Home China The censorship effect of Hong Kong’s security law at elite American universities

The censorship effect of Hong Kong’s security law at elite American universities

The effect of the new national security law that China has imposed on Hong Kong has reached US university campuses. Classes at some elite universities will have a warning this fall: “This course may contain material that is considered politically sensitive by China”

Some of the most reputable universities in the United States are planning measures to protect students and faculty from possible lawsuits by Chinese authorities, reports an article in The Wall Street Journal. The issue has become particularly urgent because at least the first semester at many American universities will be filled with online classes, in most. That is, some students from China and Hong Kong will connect with their North American colleagues through video platforms like Zoom.
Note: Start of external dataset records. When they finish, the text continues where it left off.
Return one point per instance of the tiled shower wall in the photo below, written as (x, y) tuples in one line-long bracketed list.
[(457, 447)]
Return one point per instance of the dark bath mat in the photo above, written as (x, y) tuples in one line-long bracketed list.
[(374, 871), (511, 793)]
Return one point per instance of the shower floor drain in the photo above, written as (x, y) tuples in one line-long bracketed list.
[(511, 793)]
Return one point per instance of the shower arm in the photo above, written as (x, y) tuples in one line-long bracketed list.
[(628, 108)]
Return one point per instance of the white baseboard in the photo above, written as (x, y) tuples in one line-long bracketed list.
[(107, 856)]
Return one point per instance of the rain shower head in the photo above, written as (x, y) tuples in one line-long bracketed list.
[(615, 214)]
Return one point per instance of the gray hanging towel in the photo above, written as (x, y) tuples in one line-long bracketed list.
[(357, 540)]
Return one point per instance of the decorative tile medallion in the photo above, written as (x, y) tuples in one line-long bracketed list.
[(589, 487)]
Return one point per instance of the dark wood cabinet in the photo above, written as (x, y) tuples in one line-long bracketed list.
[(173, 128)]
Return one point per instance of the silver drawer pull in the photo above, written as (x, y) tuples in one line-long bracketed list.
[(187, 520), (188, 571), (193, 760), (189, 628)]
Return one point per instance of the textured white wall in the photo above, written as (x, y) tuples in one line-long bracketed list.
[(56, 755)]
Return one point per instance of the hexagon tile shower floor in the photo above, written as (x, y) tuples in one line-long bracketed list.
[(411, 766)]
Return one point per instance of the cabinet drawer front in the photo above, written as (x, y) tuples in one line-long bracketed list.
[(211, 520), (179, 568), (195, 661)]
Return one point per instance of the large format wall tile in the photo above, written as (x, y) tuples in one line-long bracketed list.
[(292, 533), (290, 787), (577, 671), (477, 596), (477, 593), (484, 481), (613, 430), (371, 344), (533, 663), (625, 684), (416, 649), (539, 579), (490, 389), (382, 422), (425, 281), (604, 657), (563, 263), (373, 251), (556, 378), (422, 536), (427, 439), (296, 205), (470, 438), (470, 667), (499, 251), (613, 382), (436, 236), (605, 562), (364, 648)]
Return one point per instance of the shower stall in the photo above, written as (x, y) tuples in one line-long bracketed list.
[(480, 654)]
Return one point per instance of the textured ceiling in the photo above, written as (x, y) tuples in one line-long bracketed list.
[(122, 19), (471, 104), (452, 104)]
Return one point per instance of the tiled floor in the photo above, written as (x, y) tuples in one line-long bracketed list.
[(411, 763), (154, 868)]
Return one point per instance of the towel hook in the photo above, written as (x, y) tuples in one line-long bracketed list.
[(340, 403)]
Nearly 370,000 Chinese students and around 7,000 from Hong Kong enrolled in U.S. universities in the 2018-19 academic year. Many of them chose Chinese Political Legislation and Culture chairs because they want to learn more about their country. At Princeton University, for example, students in the Chinese Politics chain will sign their work with codes instead of their names, in order to protect their identities.

“We cannot practice self-censorship,” Rory Truex, an assistant professor who teaches Chinese politics at Princeton, told The Wall Street Journal. “If we, as a teaching community of Chinese education, out of fear, stop discussing topics like Tiananmen or Xinjiang or any other sensitive topic for the Chinese government, then we will be lost.” Your chair will now have a notice on the pages that “sensitive issues” for Beijing will be discussed there.